Gerçekte, kadında asıl kaynağını penis imrenmesinden almayan pek az karakter özelliği vardır. Kadının aşağılık duyguları penis yokluğu nedeniyle kadının kendi cinsini hor görmesi olarak yorumlanır. Freud kadının erkekten daha kibirli olduğuna inanır ve bunu penis yokluğunu ödünleme zorunluluğuna bağlar. Kadında fiziksel utanç, son çözümlemede, jenital organlarının “eksikliğini” gizleme isteğinden doğar. / Gıptanın ve kıskançlığın kadın karakterindeki önemli rolü penis imrenmesinin doğrudan bir sonucudur. İmrenme eğilimi kadının “çok az bir adalet duygusu’na sahip olmasını ve “erkeklerin alanına giren zihinsel ve mesleksel ilgileri” tercih etmesini açıklar Pratik olarak kadının bütün tutkulu istekleri, Freud’a kadının penis isteğinin en büyük itici güç olduğu düşüncesini telkin etmektedir. Aynı şekilde, Abraham’a göre, geleneksel olarak özelikle kadınsı sayılan tutkular, en güzel kadın olma ya da en önemli erkekle evlenme gibi istekler penis imrenmesinin anlatımlarıdır.

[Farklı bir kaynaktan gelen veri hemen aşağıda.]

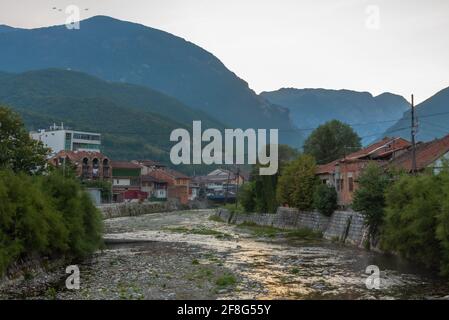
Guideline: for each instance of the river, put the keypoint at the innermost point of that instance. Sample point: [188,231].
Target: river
[189,255]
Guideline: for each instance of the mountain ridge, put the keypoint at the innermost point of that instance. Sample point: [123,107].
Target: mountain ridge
[123,51]
[432,116]
[311,107]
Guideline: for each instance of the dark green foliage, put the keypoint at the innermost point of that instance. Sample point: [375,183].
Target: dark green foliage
[260,194]
[412,211]
[297,183]
[18,151]
[325,199]
[246,197]
[104,186]
[82,219]
[121,51]
[45,216]
[442,231]
[310,108]
[331,141]
[369,198]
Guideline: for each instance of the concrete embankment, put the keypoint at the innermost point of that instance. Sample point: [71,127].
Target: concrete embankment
[345,226]
[115,210]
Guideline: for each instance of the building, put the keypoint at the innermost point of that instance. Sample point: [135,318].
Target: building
[429,155]
[219,184]
[57,138]
[89,165]
[177,183]
[149,165]
[156,188]
[343,173]
[126,181]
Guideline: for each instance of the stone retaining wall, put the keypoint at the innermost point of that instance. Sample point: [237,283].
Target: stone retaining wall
[115,210]
[344,226]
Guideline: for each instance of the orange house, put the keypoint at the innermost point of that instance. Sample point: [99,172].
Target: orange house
[343,173]
[177,183]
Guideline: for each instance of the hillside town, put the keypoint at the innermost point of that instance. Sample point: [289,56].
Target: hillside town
[238,151]
[134,180]
[149,180]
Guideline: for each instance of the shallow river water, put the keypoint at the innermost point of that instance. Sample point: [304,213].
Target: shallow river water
[187,255]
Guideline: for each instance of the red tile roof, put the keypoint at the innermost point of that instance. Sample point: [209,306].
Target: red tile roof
[124,165]
[326,168]
[426,154]
[175,174]
[381,148]
[150,163]
[79,155]
[377,151]
[150,178]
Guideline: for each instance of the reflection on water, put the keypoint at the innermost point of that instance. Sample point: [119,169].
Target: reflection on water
[267,267]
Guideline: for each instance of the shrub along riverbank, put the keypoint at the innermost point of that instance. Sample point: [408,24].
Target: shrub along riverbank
[45,216]
[408,213]
[42,212]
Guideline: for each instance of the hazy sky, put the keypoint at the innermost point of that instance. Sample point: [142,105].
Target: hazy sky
[401,46]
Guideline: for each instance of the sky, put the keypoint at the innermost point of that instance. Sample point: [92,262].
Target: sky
[365,45]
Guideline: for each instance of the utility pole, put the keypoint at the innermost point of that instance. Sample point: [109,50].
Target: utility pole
[227,186]
[237,187]
[413,132]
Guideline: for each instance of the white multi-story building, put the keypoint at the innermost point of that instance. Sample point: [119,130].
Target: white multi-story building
[57,138]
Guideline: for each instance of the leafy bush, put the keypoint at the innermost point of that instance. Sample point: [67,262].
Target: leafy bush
[297,183]
[18,151]
[413,204]
[246,197]
[325,199]
[44,216]
[369,198]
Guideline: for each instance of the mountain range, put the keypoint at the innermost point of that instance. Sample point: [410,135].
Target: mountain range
[369,116]
[432,117]
[127,52]
[135,84]
[135,121]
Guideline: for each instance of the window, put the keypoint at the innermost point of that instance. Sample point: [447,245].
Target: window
[351,184]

Her ne kadar penis imrenmesi görüşü anatomik ayrımlara bağlıysa da, gene de biyolojik düşünceyle çelişki içindedir. Fiziksel bakımdan özel olarak kadınsı işlevler için kurulmuş olan kadının, psikolojik bakımdan karşı cinsin özelliklerine sahip olma isteğiyle belirlenmiş olduğu savını kabul edilebilir, kılabilmek için önemli kanıtlar bulmak gerekirdi. Gerçekte bu savı desteklemek için sunulan veriler son derece azdır ve esas olarak üç temel gözleme dayanırlar.

İlk olarak, küçük kızların çoğu zaman bir penise sahip olma isteğini ya da buna ilerde sahip olacağı umudunu dile getirdik leri dikkati çekmektedir. Bununla birlikte, kız çocuklar için bu isteğin yine sıklıkla görülen memelere sahip olma isteğinden daha önemli olduğunu düşünmek için hiçbir neden yoktur. Ayrıca bu penis isteği bizim kültürümüzde kadınsı sayılan bir tür davranışa eşlik edebilir.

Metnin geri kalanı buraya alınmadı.